Architekt:innen zeichnen Häuser am Computer. Müssen sie das schon im Studium können? Und wie viel Mathe brauchen sie? Student Christopher Ehlers gibt Antworten.
Aufgezeichnet von Helen Hahne
Architekt:innen zeichnen Gebäude – wie das geht, lernen sie im Studium (Symbolbild)

Architekt:innen zeichnen Gebäude – wie das geht, lernen sie im Studium (Symbolbild)

Foto: zeljkosantrac / E+ / Getty Images
Studienfächer erklärt

In der Reihe »Studienfächer erklärt« stellen wir die 30 beliebtesten Studienfächer in Deutschland vor – von Betriebswirtschaftslehre auf Platz 1 bis Wirtschaftsrecht auf Platz 30. Wie viele Studierende an deutschen Hochschulen in welchem Fach eingeschrieben sind, ermittelt das Statistische Bundesamt einmal im Jahr . Unser Ranking bezieht sich auf die Zahlen für das Wintersemester 2019/2020, die beiden Fächer »Wirtschaftsingenieurwesen mit ingenieurwissenschaftlichem Schwerpunkt« und »Wirtschaftsingenieurwesen mit wirtschaftswissenschaftlichem Schwerpunkt« haben wir zusammengefasst.
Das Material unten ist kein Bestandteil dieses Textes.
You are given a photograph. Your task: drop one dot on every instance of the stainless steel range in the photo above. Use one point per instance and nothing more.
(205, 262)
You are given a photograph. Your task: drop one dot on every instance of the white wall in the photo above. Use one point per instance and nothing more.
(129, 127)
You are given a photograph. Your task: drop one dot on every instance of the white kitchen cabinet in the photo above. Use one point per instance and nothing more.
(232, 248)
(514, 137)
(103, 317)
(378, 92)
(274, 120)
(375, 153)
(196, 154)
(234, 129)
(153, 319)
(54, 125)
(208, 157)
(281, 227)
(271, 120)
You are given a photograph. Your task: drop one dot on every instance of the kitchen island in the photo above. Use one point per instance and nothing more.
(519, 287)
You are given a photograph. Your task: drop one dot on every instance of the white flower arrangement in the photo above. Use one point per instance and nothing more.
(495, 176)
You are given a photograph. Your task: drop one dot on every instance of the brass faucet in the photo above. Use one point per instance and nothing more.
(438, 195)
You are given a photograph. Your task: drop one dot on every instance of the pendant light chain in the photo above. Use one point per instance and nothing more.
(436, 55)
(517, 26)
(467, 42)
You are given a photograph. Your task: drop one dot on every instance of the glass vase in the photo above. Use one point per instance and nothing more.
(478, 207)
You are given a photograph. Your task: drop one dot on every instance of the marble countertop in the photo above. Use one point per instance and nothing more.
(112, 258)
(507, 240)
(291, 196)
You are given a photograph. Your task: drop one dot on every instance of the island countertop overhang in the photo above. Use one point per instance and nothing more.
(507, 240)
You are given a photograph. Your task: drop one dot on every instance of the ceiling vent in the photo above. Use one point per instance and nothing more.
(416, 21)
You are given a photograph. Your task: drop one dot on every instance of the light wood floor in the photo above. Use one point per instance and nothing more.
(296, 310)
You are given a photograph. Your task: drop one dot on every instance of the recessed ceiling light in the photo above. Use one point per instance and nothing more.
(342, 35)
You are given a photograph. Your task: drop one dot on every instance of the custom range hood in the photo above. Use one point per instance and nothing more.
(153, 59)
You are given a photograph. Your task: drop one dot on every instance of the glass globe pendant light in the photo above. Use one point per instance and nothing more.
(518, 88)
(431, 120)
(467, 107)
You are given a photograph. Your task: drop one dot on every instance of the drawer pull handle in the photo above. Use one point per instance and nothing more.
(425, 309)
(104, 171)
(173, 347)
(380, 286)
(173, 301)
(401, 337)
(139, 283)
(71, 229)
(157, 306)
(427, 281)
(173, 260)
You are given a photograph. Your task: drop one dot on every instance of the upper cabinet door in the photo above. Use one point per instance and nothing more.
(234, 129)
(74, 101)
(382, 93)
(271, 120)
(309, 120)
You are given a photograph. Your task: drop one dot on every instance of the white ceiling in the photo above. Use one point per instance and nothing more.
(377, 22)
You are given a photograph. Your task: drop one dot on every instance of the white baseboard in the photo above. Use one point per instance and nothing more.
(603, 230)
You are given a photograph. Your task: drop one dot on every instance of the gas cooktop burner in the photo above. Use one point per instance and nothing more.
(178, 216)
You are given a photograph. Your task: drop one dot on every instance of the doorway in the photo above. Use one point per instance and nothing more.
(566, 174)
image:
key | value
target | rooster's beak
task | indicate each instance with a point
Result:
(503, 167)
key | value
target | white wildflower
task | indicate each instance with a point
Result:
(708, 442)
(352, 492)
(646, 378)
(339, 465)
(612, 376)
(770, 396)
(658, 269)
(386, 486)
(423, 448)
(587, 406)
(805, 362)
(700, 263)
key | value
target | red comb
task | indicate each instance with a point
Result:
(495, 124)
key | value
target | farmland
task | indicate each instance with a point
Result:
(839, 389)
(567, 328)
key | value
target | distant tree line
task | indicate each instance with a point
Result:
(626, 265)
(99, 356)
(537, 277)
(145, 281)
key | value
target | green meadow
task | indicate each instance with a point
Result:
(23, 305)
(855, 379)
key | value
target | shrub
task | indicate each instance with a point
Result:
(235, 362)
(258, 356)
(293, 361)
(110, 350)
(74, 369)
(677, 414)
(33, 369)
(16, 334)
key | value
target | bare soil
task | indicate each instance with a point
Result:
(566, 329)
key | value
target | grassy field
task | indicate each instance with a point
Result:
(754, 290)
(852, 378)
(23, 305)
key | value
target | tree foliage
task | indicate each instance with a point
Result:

Architekt:innen entwickeln unsere Städte weiter, erhalten denkmalgeschützte Gebäude und versuchen, architektonische Antworten auf drängende Fragen unserer Zeit zu finden: Wie werden unsere Gebäude nachhaltiger? Wie können wir den begrenzten Platz in Städten für Wohnraum sinnvoll nutzen? Das machen sie zum Beispiel als Stadtplaner:innen, in Denkmalschutzämtern und Architekturbüros.

Christopher Ehlers, 25, studiert Architektur im sechsten Semester an der TU Dresden, zuvor hat er dort bereits drei Jahre Maschinenbau studiert. Hier erzählt er, was ihn zum Wechsel bewegt hat, wie man die vielen Deadlines meistert und warum fast niemand in Regelstudienzeit fertig wird – und das auch gut so ist.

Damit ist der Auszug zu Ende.